Już z nami jest całą sobą. Trafiła na ten świat 14 marca o godzinie 5.10. Ważące 3440 g i długie na 54 centymetry życie jest już tu z nami. Nowe, cudowne istnienie.Witamy Cię na świecie Maleńka A.! Opatulona kocykiem, drzemiesz słodko w ramionach Mamy O. Nieświadoma jesteś jeszcze zupełnie ogromu świata, który jest na około. Teraz tylko bliskość, ciepło, bezpieczeństwo matczynych ramion, czułość w głosie, słodki sen, zapach i smak mleka - tylko to się liczy. Nic więcej nie jest Ci potrzebne.
Tyle jeszcze będziesz musiała się nauczyć. Jesteś na początku drogi, po której będą Cię powoli wiodły Twoje stópki, i mała dloń wtulona w dłoń Rodziców. Piękno świata, radość życia, małe cuda codzienności, ale i prawdziwy smutek i ból istnienia to wszystko jeszcze przed Tobą. Dopiero zaczynasz swoją ziemską przygodę, która jest jedyna i niepowtarzalna, wiesz? Witamy Cię w naszym niezwykłym świecie.
Nie mogę się na Ciebie napatrzeć i czuję się obezwładniona kosmosem tego, co jeszcze jest przed Tobą. Ale będziesz miała opiekę i pomoc. Malutka B., która siedziała na moich kolanach z zapałem układając kolejne domki z klocków lego, nagle spojrzała uważnie na swoją mającą zaledwie kilka dni siostrę. Niewiele się zastanawiając porzuciła zabawę, porzuciła moje kolana.

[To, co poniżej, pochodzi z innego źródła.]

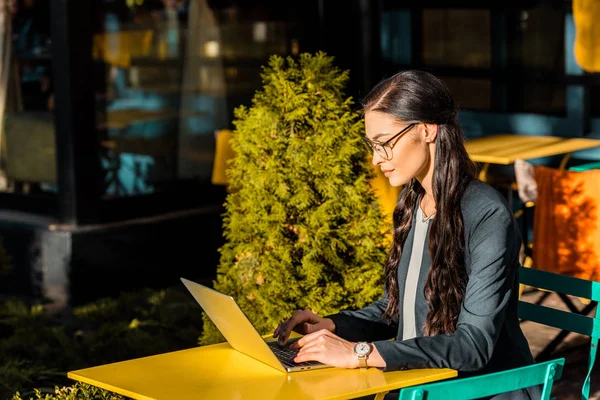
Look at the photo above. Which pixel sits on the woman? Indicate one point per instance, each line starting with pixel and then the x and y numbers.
pixel 451 288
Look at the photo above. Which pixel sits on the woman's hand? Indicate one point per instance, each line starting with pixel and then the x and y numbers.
pixel 303 322
pixel 327 348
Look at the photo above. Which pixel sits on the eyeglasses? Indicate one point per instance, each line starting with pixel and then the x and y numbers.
pixel 385 149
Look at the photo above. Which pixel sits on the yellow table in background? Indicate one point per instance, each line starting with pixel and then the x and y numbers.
pixel 220 372
pixel 506 149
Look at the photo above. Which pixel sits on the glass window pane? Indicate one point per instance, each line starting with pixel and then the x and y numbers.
pixel 537 98
pixel 473 94
pixel 536 38
pixel 28 153
pixel 458 38
pixel 173 73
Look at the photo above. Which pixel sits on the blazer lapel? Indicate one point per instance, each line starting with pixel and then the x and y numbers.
pixel 403 270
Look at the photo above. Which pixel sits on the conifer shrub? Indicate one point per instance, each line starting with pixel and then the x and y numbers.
pixel 302 228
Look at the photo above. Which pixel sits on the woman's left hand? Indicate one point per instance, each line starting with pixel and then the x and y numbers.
pixel 327 348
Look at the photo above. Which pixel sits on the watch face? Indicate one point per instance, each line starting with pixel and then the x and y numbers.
pixel 362 349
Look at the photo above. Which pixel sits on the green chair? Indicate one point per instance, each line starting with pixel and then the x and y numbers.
pixel 574 321
pixel 490 384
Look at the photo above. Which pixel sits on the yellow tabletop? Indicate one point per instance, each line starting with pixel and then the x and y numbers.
pixel 220 372
pixel 506 149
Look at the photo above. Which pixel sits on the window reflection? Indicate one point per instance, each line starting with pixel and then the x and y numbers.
pixel 174 71
pixel 27 145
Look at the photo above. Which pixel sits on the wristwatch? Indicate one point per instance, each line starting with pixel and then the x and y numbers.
pixel 362 351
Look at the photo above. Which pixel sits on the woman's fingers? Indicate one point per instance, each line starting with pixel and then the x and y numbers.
pixel 284 329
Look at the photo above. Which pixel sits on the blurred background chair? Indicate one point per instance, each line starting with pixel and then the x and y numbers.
pixel 490 384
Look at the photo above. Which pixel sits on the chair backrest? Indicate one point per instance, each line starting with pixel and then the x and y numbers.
pixel 583 324
pixel 490 384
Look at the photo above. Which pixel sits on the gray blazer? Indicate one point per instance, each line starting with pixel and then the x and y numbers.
pixel 488 337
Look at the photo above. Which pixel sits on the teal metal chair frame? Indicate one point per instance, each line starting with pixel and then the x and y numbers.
pixel 567 321
pixel 490 384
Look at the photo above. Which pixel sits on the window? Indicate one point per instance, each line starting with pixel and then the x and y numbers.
pixel 27 157
pixel 173 74
pixel 536 60
pixel 456 38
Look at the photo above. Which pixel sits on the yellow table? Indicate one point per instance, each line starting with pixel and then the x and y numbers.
pixel 506 149
pixel 219 372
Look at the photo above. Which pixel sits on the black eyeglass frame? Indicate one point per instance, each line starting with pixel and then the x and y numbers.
pixel 372 145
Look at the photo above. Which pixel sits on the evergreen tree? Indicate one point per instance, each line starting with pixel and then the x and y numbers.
pixel 303 229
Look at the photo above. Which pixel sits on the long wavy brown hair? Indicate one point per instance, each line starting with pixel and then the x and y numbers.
pixel 420 96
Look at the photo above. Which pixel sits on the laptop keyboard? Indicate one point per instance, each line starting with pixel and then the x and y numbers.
pixel 286 355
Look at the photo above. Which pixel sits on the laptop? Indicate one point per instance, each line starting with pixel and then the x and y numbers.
pixel 242 335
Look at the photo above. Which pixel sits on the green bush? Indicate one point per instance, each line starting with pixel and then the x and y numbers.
pixel 302 225
pixel 79 391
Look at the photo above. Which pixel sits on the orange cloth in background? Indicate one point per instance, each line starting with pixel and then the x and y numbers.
pixel 586 14
pixel 566 227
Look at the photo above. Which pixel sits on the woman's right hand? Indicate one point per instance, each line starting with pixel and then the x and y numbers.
pixel 303 322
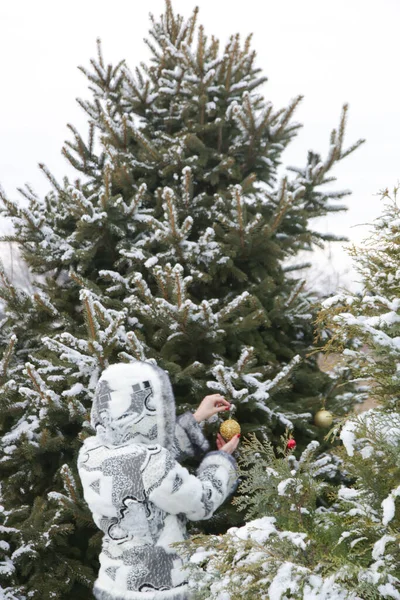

Podeszła cichutko do Mamy O. trzymajacej Maleńką A., po krótkim wahaniu wyciągnęła swoją malutką rączkę i delikatnie, leciutko pogłaskala kilka razy czarne, miękkie włoski na główce śpiacej, młodszej siostry i wyszeptała Tosia o-bu-dź się, o-bu-dź się. Tak, masz racje B.- obudź się Maleństwo - przecież czas zacząć żyć!